Most people know they should rest more. They say it, intend it, and then let another Sunday pass at full speed. What the spiritual formation tradition is pushing back on right now is not just busyness. It is the belief, held mostly without examination, that rest is something you earn once the work is done. The Gospel Coalition released three booklets in its "Disciplines of Devotion" series in February 2026, one focused entirely on Sabbath. The timing is not accidental. Theologians and pastors are watching people burn through themselves at a rate that pastoral counseling and productivity hacks cannot fix.
Dallas Willard, whose work on spiritual formation has had long influence in evangelical circles, wrote that spiritual disciplines are activities that are in our power that enable us to do what we cannot do by willpower alone. Sabbath fits that framework exactly. You cannot force rest through effort. You can only stop and allow it. The discipline is the stopping, which for most people is harder than any amount of working. The calendar says you have a day off. The phone, the inbox, and the low-grade guilt about unfinished things say otherwise.
What the Sabbath tradition actually asks is not just cessation from labor but intentional reorientation toward dependence. You stop not because you finished but because you are not God and the world will continue without you managing it for a day. That is not a productivity technique. That is a theological confession. The Reformers wrote about Sabbath in terms of ceasing from self-reliance, not just from employment. That framing is almost completely absent from how most modern Christians relate to the practice, who tend to view a Sunday nap as a spiritual win and move on.
The data on rest deprivation is not new but it is increasingly pointed. The American Psychological Association's 2025 Stress in America report found that 40 percent of adults regularly feel they do not have enough time to recover from the previous week before the next one begins. That is not a time management problem. It is a formation problem. How you spend your rest reveals what you actually believe about your own necessity. Many people who say they trust God with their finances have never actually trusted God with their schedule for even 24 hours.
Practically, the Sabbath discipline does not require a specific day to function but it does require a specific boundary. That means no catching up, no scrolling for strategy, no half-listening to a podcast about productivity while nominally resting. The early church held to fixed hours of prayer and Sabbath keeping as communal practices, not individual projects. One quiet recovery happening in liturgical and confessional church traditions right now is the return to structured time as a form of accountability. You cannot keep Sabbath alone indefinitely any better than you can do most spiritual formation in total isolation.
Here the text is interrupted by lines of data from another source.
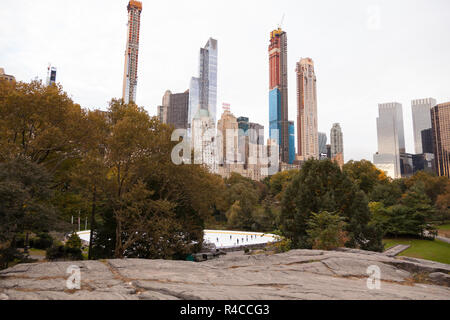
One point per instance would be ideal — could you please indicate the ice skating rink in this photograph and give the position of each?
(222, 239)
(228, 239)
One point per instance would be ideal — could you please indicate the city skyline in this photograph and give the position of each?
(95, 79)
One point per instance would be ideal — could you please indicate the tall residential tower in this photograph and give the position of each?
(132, 51)
(421, 120)
(278, 96)
(307, 127)
(203, 89)
(440, 121)
(391, 139)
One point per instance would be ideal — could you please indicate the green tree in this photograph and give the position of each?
(365, 174)
(322, 186)
(326, 231)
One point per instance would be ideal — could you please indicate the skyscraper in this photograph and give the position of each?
(203, 89)
(427, 139)
(228, 127)
(337, 140)
(391, 139)
(278, 95)
(421, 120)
(307, 127)
(178, 109)
(163, 109)
(6, 77)
(51, 75)
(132, 51)
(322, 144)
(291, 142)
(440, 122)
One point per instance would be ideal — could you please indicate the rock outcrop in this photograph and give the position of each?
(298, 274)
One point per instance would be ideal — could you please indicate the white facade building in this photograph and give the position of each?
(391, 139)
(421, 111)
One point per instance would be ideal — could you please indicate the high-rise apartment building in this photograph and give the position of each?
(427, 139)
(6, 77)
(337, 141)
(278, 95)
(322, 144)
(421, 120)
(132, 51)
(51, 75)
(291, 142)
(203, 89)
(204, 141)
(307, 124)
(178, 110)
(391, 139)
(163, 109)
(228, 127)
(440, 122)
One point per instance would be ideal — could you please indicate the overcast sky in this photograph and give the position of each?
(365, 53)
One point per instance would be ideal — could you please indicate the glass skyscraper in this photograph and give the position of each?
(421, 111)
(203, 89)
(391, 139)
(278, 93)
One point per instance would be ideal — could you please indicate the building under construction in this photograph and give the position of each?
(132, 51)
(278, 96)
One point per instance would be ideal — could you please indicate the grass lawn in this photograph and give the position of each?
(423, 249)
(444, 230)
(37, 252)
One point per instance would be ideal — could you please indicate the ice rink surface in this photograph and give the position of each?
(221, 238)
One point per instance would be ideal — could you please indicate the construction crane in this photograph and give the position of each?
(280, 26)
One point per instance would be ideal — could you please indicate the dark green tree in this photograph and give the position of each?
(322, 186)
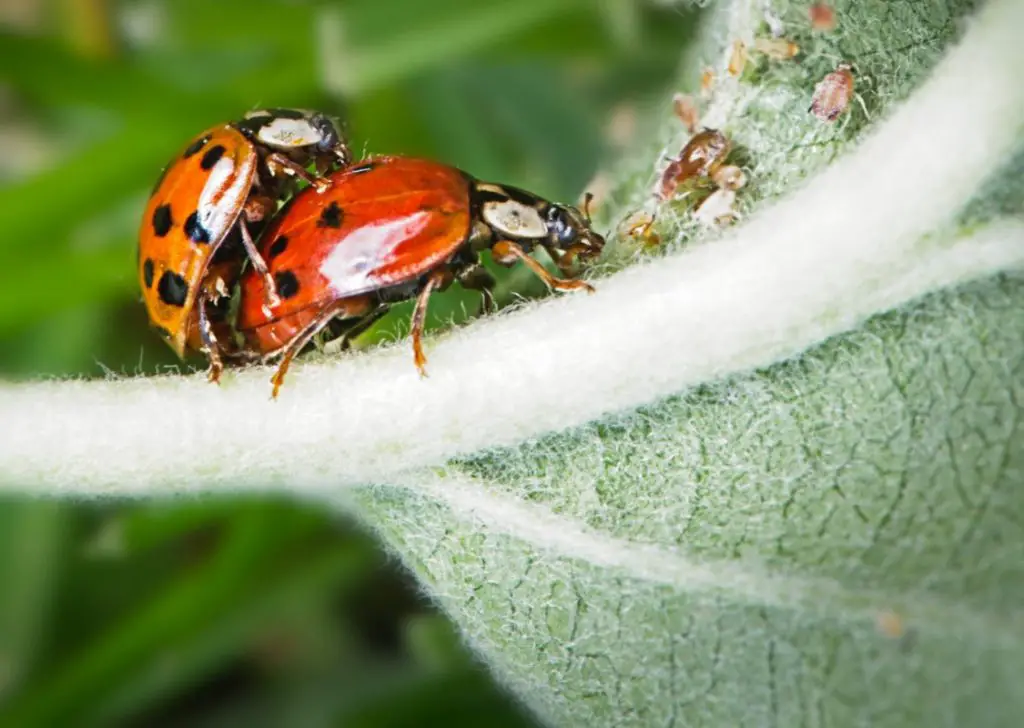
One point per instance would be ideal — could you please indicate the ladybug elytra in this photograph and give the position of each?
(195, 233)
(392, 228)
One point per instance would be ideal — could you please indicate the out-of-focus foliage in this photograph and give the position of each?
(255, 612)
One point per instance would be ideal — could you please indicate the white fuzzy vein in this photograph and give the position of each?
(847, 245)
(748, 582)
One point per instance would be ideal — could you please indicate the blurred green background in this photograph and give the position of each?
(245, 611)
The Gospel Coalition booklets are designed for individual and small-group study, which points to something important about how this practice is being reintroduced. It is not being pitched as a wellness trend. It is being taught as biblical obedience with a specific theological rationale. Fasting, prayer, and Sabbath were the three disciplines the series opened with, and the sequencing reflects what the tradition considers foundational. Sabbath is in that company because stopping is as much a practice of trust as giving or intercession.
What makes this moment distinct is that the argument for Sabbath is no longer primarily a rest-and-recovery argument, though those benefits are real. It is increasingly a resistance argument. Resistance to a productivity culture that has colonized not just work hours but leisure, relationships, and even church attendance patterns. Pastors are starting to preach directly to the anxiety beneath the busyness, not just the busyness itself. That shift in framing is reaching people who heard the "rest more" message and ignored it because it sounded like advice. The theological framing hits differently because it names the actual problem, which is a disordered relationship with control.
If you have been treating rest as a reward rather than a command, the discipline does not begin with a full Sabbath day. It begins with an honest question about what you believe happens to the things you carry when you put them down for a few hours. The Desert Fathers figured out that you can tell what a person worships by what they cannot stop doing even when they are exhausted. Most people reading this already know the answer to the question. The practice of Sabbath is simply the decision to let that answer lead somewhere.